Over the last few years, fatal high-profile incidents with police have skewed the pubic’s perception on policing and helped launch, partially, the Black Lives Matter movement. A study conducted by the Pew Research Center released Wednesday sheds light on what police really think, which may help shape the framework on easing racially motivated tensions with police.

Police are more concerned about their personal safety today, the nationwide survey of 8,000 officers found. Most believe that their jobs have become harder after recent high-profile incidents involving them. Citing that over 90 percent of officers “worry more about their personal safety”—a number reported even before the assassination of five officers in Dallas, TX in 2016.

Race increasingly plays a role in how police officers conduct their jobs.

Past “high-profile fatal encounters between black citizens and police officers have made their jobs riskier, aggravated tensions between police and blacks, and left many officers reluctant to fully carry out some of their duties,” the report found.

Protests by groups such as Black Lives Matter have led many officers to believe that they are the targets of these demonstrations. Furthermore, two-thirds characterize the “fatal encounters that prompted the demonstrations as isolated incidents and not signs of broader problems between police and the black community.”

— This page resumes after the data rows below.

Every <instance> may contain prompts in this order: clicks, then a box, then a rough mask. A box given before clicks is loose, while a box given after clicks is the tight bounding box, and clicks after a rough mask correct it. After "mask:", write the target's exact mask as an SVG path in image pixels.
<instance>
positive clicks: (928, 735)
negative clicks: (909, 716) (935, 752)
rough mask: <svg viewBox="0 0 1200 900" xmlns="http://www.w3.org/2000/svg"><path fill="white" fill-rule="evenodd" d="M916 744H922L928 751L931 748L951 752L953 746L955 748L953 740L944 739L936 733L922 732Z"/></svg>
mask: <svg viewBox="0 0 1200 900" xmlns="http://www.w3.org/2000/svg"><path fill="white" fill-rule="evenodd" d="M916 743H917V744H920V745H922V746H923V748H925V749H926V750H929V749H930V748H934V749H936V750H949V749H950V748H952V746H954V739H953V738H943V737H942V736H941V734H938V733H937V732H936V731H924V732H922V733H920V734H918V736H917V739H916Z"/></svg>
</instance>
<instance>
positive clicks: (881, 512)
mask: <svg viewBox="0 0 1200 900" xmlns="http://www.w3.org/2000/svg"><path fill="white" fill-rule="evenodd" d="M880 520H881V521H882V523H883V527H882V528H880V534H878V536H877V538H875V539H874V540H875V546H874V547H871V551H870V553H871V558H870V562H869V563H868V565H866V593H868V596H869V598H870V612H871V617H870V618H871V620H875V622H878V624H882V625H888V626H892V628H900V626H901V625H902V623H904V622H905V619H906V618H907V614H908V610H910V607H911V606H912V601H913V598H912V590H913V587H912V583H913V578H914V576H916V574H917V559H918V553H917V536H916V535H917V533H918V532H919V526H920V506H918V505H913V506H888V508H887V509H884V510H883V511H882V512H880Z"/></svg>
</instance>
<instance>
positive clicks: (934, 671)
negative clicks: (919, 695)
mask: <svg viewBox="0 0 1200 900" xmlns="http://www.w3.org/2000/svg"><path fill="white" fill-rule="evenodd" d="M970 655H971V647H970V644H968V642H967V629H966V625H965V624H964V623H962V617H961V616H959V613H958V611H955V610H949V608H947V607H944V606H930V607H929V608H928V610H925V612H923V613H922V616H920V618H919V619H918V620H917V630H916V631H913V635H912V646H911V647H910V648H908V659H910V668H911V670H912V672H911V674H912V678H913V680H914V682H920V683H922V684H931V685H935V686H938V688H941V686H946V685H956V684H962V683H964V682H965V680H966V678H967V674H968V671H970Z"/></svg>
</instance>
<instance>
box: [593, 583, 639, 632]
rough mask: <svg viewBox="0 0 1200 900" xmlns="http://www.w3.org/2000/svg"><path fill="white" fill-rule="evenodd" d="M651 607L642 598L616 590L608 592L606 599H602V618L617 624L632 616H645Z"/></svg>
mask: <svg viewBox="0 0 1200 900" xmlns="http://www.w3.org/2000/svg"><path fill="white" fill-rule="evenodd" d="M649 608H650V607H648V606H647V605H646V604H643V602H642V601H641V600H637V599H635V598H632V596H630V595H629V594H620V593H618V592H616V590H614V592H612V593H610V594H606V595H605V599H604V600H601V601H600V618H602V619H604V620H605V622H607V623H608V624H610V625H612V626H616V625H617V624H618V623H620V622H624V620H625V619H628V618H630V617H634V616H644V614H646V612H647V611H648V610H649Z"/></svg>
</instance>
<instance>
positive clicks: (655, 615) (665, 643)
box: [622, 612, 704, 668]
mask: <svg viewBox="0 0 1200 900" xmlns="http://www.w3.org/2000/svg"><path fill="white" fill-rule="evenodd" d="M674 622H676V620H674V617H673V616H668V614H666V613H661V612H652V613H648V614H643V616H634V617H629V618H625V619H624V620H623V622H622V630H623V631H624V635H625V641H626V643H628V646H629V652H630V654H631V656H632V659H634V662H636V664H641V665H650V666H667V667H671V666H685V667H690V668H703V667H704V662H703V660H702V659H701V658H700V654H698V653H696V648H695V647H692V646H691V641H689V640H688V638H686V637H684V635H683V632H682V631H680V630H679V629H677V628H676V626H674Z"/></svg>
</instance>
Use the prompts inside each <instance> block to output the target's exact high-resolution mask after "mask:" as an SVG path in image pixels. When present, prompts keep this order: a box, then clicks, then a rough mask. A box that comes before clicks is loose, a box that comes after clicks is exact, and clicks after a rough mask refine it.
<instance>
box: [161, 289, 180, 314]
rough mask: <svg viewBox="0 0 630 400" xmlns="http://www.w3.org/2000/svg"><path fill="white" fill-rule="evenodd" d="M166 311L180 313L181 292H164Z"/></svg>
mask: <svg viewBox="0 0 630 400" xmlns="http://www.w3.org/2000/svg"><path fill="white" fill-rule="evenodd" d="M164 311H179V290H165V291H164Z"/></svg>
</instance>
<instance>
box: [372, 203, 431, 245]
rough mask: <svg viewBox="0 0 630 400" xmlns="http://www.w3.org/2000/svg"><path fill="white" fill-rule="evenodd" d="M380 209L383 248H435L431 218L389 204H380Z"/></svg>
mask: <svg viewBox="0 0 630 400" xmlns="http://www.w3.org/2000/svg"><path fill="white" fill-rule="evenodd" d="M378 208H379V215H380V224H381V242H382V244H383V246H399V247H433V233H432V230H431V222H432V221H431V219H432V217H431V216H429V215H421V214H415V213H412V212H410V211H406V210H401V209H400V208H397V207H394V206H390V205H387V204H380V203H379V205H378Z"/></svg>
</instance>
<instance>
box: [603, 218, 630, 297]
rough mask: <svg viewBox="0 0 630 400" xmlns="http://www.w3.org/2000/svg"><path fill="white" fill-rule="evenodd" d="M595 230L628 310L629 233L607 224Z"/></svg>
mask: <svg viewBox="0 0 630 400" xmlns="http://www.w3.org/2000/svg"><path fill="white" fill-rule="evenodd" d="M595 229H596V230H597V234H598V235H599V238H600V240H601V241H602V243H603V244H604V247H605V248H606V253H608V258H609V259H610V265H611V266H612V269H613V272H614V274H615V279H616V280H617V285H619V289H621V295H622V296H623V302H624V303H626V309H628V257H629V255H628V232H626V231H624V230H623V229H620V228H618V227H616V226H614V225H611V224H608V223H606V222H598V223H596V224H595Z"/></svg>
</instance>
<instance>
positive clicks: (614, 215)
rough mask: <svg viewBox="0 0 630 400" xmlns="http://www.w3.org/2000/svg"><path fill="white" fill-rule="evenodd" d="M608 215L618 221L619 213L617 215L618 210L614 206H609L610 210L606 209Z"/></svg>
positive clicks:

This view, however, is not shared by the majority of U.S adults as “60% say these incidents are symptoms of a deeper problem.” Which is understandable because most officers think the public “doesn’t understand the risks and challenges they face.”  This is in addition to the fact that the majority of U.S adults consume their news from liberally dominated outlets, which have painted negative perceptions of police.

Police today face increasing pressure to reduce fatal outcomes during encounters with citizens, coupled with a rising disconnect of views from the public on police tactics. This mixture can and has led to increasing distrust in certain communities between police and the public. A nightmarish condition that can only be reversed through a stable rebuild of shared understanding and common beliefs by both sides.